What McPhail called for in the book is an end to language that is coded with protests of innocence and historical and cultural denial.

Noel Ignatiev, the author of the book “How The Irish Became White,” argues in his afterword that the word “racism” is useless because it automatically assumes racial superiority and inferiority, including the idea that a race must be “held down” because it is, indeed, the superior one. He prefers the term “racial oppression.”

“I consider the term [racism] useless….The sooner the term is retired, the better it will be for clear thinking all around,” he writes.

But Ignatiev, a major scholar in the field of Whiteness Studies—the study of white racial formation in the world—has also been quoted as saying that the inbred concept of white privilege is the central problem, one that needs to be dealt with for whites to properly relate to non-whites.

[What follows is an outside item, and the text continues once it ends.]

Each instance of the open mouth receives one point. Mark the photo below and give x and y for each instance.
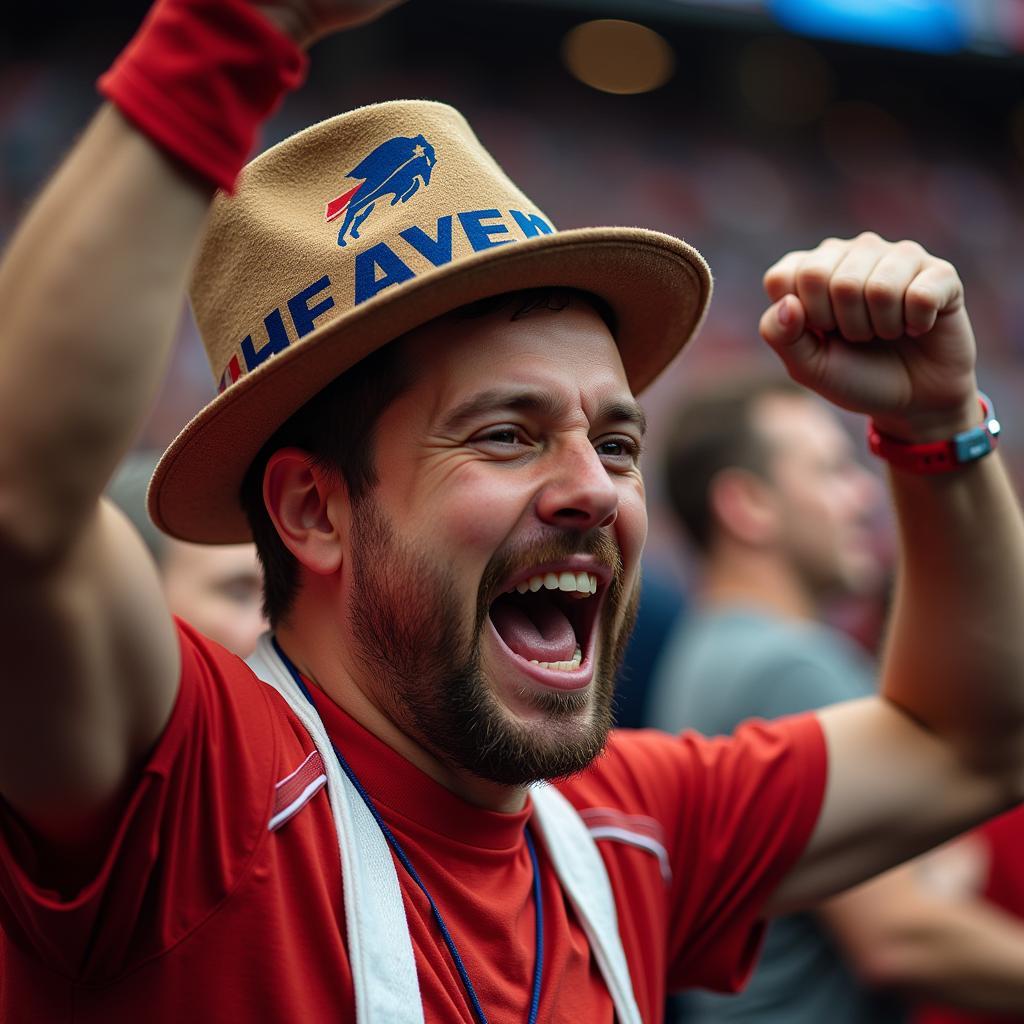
(545, 620)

“The key to solving the social problems of our age is to abolish the white race—in other words, to abolish the privileges of the white skin.”

His words echo the writer James Baldwin’s, who said and wrote approximately a half-century ago: “As long as you think you are white, there is no hope for you. Because as long as you think you’re white, I’m forced to think I’m black.” This line could be applied to all non-whites.

Marks said that the 21st century has new, distinct battles that are fought over gender and gender orientation, but the frameworks are familiar.

“Eighteen-year olds today have to be told that in 1962 the issue wasn’t, ‘can two people with penises marry one another?’ but ‘can black children and white children even be allowed to go to the same schools?’ It was a different and unfamiliar universe,” he explained.

In 2014, America’s social landscape is complex, and new behaviors will be learned and old ones tested. In February of this year, Michael Sam, a NFL draft pick from the University of Missouri and an African-American, publicly announced he was gay, making him the first prospective professional player of any American sports league to say so. Several sportswriters and commentators have said this makes Sam, in effect, a new type of Jackie Robinson figure.

Marks argued that Americans are still dealing with past definitions, and interpretations, of scientific ideas.

“Ethnicity and gender were two of the major scientific inventions of the 20th century, emphasizing the learned, behavioral expectations associated with race and sex,” Marks explained. “We now recognize the dichotomy as oversimplified, but it’s an important distinction.

“Sadly, though, we live in a society where race is evil and sex is dirty, so it’s common today to have people ask your gender when they want to know your sex, and synonymize race with ethnicity, thus burying the importance of distinguishing the concepts from one another.”